Interested users can find details on the math behind K Means at: :ref:`KMmath`.

Getting Started
"""""""""""""""

This tutorial uses a publicly available data set that can be found 

::

  Seeds data set http://archive.ics.uci.edu/ml/datasets/seeds 


The data are composed of 210 observations, 7 attributes, and an priori
grouping assignment. All data are positively valued and
continuous. Before modeling, parse data into H\ :sub:`2`\ O as follows:


#. Under the drop down menu Data select Upload and use the helper to
   upload data.

 
#. User will be redirected to a page with the header "Request
   Parse". Select whether the first row of the data set is a
   header. All other settings can be left in default. Press Submit.


#. Parsing data into H\ :sub:`2`\ O generates a .hex key ("data name.hex").

.. image:: KMparse.png
   :width: 90%



Building a Model
""""""""""""""""

#. Once  data are parsed a horizontal menu will appear at the top
   of the screen reading "Build model using ... ". Select 
   K Means here, or go to the drop down menu **Model** and
   select K-Means.


#. In the field for Source Key enter the .hex key associated with the
   data set. 


#. Choose K. There is no hard and fast rule for how to
   do this. For this dataset K is chosen to be 3.  


#. Note that data can be normalized, though it is not done for this
   analysis. 

#. Specify Initialization. Plus Plus initialization chooses one
   initial center and random, and weights the random selection of
   subsequent centers so that points furthest from the first center
   are more likely to be chosen. Furthest initialization chooses one
   initial center at random, and then chooses the next center to be
   point furthest away in terms of Euclidean distance. No selection
   results in K initial centers being chosen independently at random.  

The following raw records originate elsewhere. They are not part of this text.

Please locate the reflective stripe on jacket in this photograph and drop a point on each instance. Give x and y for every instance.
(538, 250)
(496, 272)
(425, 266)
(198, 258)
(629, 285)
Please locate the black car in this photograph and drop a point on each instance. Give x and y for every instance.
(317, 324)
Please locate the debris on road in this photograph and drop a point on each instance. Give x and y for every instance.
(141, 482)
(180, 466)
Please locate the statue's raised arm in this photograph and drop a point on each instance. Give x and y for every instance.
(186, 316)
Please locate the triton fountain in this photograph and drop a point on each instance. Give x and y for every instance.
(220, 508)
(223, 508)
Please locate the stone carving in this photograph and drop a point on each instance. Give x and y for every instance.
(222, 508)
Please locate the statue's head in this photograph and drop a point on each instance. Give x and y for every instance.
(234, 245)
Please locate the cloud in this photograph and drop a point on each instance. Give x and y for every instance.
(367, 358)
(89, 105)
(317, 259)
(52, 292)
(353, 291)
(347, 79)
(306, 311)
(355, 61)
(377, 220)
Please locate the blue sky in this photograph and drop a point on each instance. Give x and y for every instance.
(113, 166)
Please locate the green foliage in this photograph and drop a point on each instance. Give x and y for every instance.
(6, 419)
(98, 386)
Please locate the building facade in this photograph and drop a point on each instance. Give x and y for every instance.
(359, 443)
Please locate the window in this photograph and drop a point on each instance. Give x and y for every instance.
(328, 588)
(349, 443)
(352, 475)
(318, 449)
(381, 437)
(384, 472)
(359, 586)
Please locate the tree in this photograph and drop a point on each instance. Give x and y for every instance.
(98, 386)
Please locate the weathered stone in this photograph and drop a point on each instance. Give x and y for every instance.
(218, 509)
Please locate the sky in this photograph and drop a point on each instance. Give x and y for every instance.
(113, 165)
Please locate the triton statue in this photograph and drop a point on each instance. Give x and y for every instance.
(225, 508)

#. Specify Max Iter (short for maximum iterations), which allows the
   user to specify the maximum number of iterations the algorithm processes.

#. Note that data can be normalized, though it is not done for this
   analysis. 

#. Cols is a list of the columns of attributes that should be used 
   in defining the clusters. Here we select all but column 7 (the 
   a priori known clusters for this particular set). 


#. Press submit.

.. image:: KMrequest.png
   :width: 90%



K-Means Output
""""""""""""""

Output is a matrix of the cluster assignments, and the
coordinates of the cluster centers in terms of the originally 
chosen attributes. Your cluster centers may differ slightly. 
K-Means randomly chooses starting points and converges on 
optimal centroids. The cluster number is arbitrary, and should
be thought of as a factor. 

.. image:: KMinspect.png 
   :width: 100%


K-means Next Steps
"""""""""""""""""""

For further information on the model select K-Means from the
drop down menu Score. Specify the K-Means model key, and the 
.hex key for the data set originally used. 

The output obtained when submit is pressed is the number of rows 
assigned to each cluster, and the squared error per cluster. 

.. image:: KMscore.png
   :width: 90%


K-means Apply
"""""""""""""

To generate a prediction (assign the observations in a data set
to a cluster) select K-means Apply from the Score drop down menu.
Specify the model to be applied and the  .hex for the data 
you would like to apply it to, and press submit. 

Here cluster assignments have been generated
for the original data. Because the data have been sufficiently well 
researched, the ideal cluster assignments were known in
advance. Comparing known cluster with predicted cluster demonstrated
that this K-Means model classifies with a less than 10% error rate. 

.. image:: KMapply.png
   :width: 90%


THE END.